I see that we provide a path to a .key file which is the private key for client authentication using client certificates . I really want to understand why this is done?
a) where is the private key being used?
b) is it a secure practice to pass private keys? especially if the server is sitting in a vendor infrastructure which is vendor owned?
c) If the vendor get hold of the private key , can this key be used as a signing key for any certificates the vendor wants to spin up?
d) How is this superior to basic auth?


  • v1n48
    v1n48 Member Posts: 3

    I think this may be used for sign some verification messages that shows that the client cert is owned by the right person. I think this may be the use case but just want to clarify if the private key is actually passed to the broker or not?

  • arih
    arih Member, Employee Posts: 125 Solace Employee

    Hi @v1n48

    Could you show us where you're reading about this? Maybe it needs a better/clearer explanation on this topic.

    To my knowledge, private keys are just used for the client to sign something, and not actually passed to the broker.

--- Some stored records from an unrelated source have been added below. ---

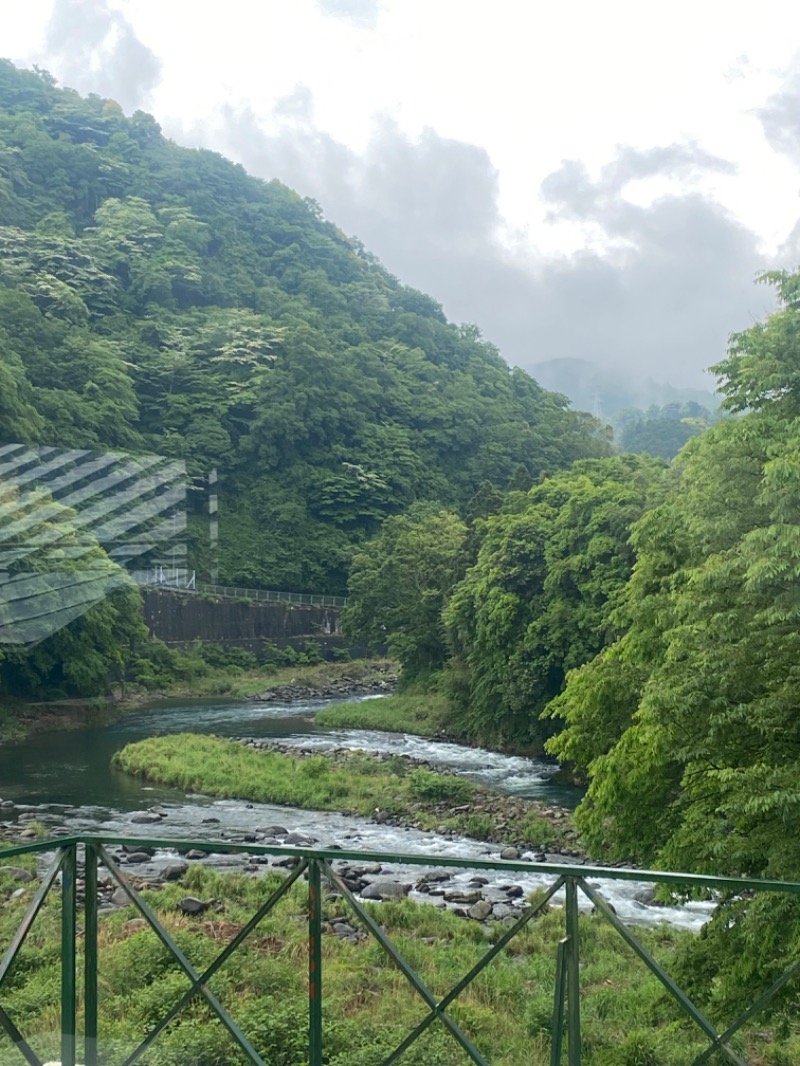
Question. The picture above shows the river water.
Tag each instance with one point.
(66, 779)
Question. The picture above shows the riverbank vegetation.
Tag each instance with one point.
(626, 1017)
(354, 782)
(425, 714)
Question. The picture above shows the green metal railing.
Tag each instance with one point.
(317, 866)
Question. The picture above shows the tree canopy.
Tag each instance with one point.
(156, 299)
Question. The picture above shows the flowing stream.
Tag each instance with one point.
(65, 778)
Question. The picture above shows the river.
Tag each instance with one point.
(65, 778)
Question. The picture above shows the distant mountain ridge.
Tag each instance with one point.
(604, 392)
(159, 300)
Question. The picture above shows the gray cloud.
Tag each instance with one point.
(780, 116)
(91, 47)
(361, 12)
(660, 306)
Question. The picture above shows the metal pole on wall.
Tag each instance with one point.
(213, 527)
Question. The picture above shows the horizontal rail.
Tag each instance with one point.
(317, 866)
(710, 882)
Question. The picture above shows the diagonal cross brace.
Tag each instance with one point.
(182, 962)
(408, 972)
(683, 1000)
(520, 924)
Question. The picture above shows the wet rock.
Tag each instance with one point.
(300, 840)
(435, 875)
(174, 871)
(16, 873)
(645, 895)
(385, 890)
(480, 910)
(191, 905)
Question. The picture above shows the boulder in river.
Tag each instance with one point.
(16, 873)
(480, 910)
(385, 890)
(174, 871)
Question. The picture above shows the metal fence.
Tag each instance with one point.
(317, 866)
(164, 577)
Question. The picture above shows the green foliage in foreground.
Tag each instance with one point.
(425, 714)
(223, 768)
(627, 1020)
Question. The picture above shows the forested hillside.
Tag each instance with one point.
(158, 299)
(646, 616)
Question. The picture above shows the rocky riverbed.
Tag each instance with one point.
(378, 679)
(499, 816)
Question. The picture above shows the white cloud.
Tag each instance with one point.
(437, 132)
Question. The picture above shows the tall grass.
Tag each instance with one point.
(368, 1006)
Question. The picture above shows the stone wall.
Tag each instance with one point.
(180, 617)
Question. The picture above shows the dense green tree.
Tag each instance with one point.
(399, 584)
(700, 775)
(157, 299)
(540, 599)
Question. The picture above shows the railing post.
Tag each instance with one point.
(558, 1003)
(315, 964)
(67, 955)
(573, 973)
(90, 957)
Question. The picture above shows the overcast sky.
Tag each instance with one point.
(600, 181)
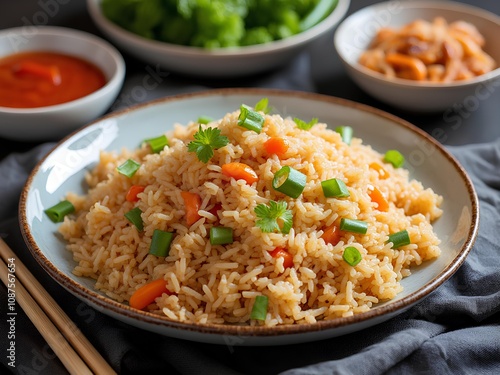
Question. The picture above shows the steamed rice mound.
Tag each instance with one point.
(218, 284)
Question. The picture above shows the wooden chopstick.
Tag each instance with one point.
(52, 320)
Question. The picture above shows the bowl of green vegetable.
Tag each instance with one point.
(219, 38)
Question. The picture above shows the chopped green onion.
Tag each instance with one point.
(259, 309)
(129, 168)
(262, 105)
(322, 9)
(250, 119)
(205, 120)
(221, 235)
(57, 212)
(134, 216)
(399, 239)
(157, 144)
(346, 133)
(334, 188)
(206, 141)
(351, 256)
(395, 158)
(289, 181)
(352, 225)
(160, 243)
(301, 124)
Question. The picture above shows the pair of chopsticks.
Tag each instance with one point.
(68, 343)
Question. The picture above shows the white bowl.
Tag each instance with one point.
(224, 62)
(63, 170)
(355, 33)
(55, 121)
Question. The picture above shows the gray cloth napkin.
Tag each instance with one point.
(456, 330)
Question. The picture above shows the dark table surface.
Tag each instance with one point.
(468, 124)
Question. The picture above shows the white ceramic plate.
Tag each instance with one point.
(222, 62)
(63, 170)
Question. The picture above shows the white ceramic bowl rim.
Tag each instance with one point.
(425, 4)
(335, 16)
(125, 311)
(117, 75)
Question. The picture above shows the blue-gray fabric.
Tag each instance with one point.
(456, 330)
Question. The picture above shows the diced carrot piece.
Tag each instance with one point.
(240, 171)
(133, 192)
(192, 203)
(147, 293)
(376, 196)
(331, 234)
(276, 145)
(280, 252)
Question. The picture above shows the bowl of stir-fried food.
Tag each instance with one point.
(423, 56)
(219, 38)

On the broker side we then just need the CA cert so the broker trusts/able to authenticate your client certs.

  • v1n48
    v1n48 Member Posts: 3
    edited December 2021 #4

    @arih :smile:

    Here is the documentation on using client cert for authentication


    Here is a sample implementation:

    event.container.ssl.client.set_trusted_ca_db(path to CA public key)

    here i understand that path to CA public key is the public key of the CA which is signing the cert on the broker. which is verified by the client for encryption using SSLdomain.verify_peer

    the set_credential(certpath) is the path to the client CA signed cert

    is the keypath the private key corresponding to the public key used in the CSR for the client certificate? if so is this just used in the verifycertificate call during the client authentication?

  • arih
    arih Member, Employee Posts: 125 Solace Employee

    Yep, this is for 'using the JMS API' to connect your JMS client to the broker. It's just on the API level, in other words, it's just the application program that needs to know where/how to use the keystore.